"""
Fuzzy joining dirty tables with the Joiner
==========================================

Here we show how to combine data from different sources,
with a vocabulary not well normalized.

Joining is difficult: one entry on one side does not have
an exact match on the other side.

The |fj| function enables to join tables without cleaning the data by
accounting for the label variations.

To illustrate, we will join data from the
`2022 World Happiness Report <https://worldhappiness.report/>`_, with tables
provided in `the World Bank open data platform <https://data.worldbank.org/>`_
in order to create a first prediction model.

Moreover, the |joiner| is a scikit-learn Transformer that makes it easy to
use such fuzzy joining multiple tables to bring in information in a
machine-learning pipeline. In particular, it enables tuning parameters of
|fj| to find the matches that maximize prediction accuracy.

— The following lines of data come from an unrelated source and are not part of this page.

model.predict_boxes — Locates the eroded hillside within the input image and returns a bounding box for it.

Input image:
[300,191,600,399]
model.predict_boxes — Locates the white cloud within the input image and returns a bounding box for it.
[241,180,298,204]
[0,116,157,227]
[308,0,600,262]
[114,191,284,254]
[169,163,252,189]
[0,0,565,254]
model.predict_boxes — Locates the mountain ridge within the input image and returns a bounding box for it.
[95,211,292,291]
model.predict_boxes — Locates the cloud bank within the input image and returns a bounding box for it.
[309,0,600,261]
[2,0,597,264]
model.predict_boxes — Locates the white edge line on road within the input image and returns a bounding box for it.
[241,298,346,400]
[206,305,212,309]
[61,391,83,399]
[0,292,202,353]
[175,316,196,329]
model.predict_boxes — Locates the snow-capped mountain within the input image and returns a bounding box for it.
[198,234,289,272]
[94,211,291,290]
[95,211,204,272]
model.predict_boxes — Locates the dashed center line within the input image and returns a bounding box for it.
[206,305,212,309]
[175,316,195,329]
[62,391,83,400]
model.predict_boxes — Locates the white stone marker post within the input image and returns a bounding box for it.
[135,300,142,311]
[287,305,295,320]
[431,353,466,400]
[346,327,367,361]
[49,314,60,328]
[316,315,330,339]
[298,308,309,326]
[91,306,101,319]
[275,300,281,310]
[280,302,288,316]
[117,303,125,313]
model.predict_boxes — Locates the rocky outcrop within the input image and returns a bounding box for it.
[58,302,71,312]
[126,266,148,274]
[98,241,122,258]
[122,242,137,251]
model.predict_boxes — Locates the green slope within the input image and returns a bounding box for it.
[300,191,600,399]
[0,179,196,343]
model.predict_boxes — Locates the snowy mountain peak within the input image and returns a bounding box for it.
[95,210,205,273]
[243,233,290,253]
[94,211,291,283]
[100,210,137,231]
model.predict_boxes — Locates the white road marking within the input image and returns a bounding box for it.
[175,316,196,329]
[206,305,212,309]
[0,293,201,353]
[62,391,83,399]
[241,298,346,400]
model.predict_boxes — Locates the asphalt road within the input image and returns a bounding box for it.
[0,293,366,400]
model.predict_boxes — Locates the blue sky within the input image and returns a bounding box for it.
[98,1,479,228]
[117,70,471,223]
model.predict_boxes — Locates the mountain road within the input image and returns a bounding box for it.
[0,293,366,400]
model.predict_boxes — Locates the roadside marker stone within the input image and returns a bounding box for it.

.. |fj| replace:: :func:`~skrub.fuzzy_join`

.. |joiner| replace:: :func:`~skrub.Joiner`
"""

###############################################################################
# Data Importing and preprocessing
# --------------------------------
#
# We import the happiness score table first:
from skrub import datasets

happiness_data = datasets.fetch_country_happiness()
df = happiness_data.happiness_report

###############################################################################
# Let's look at the table:
df.head(3)

###############################################################################
# This is a table that contains the happiness index of a country along with
# some of the possible explanatory factors: GDP per capita, Social support,
# Generosity etc.
#

###############################################################################
# For the sake of this example, we only keep the country names and our
# variable of interest: the 'Happiness score'.
df = df[["Country", "Happiness score"]]

###############################################################################
# Additional tables from other sources
# ------------------------------------
#
# Now, we need to include explanatory factors from other sources, to
# complete our covariates (X table).
#
# Interesting tables can be found on `the World Bank open data platform
# <https://data.worldbank.org/>`_, which are also available in the dataset
# We extract the table containing GDP per capita by country:

gdp_per_capita = happiness_data.GDP_per_capita
gdp_per_capita.head(3)

###############################################################################
# Then another table, with life expectancy by country:
life_exp = happiness_data.life_expectancy
life_exp.head(3)

###############################################################################
# And a table with legal rights strength by country:
legal_rights = happiness_data.legal_rights_index
legal_rights.head(3)

###############################################################################
# A correspondence problem
# ------------------------
#
# Alas, the entries for countries do not perfectly match between our
# original table (df), and those that we downloaded from the worldbank
# (gdp_per_capita):

df.sort_values(by="Country").tail(7)

###############################################################################
gdp_per_capita.sort_values(by="Country Name").tail(7)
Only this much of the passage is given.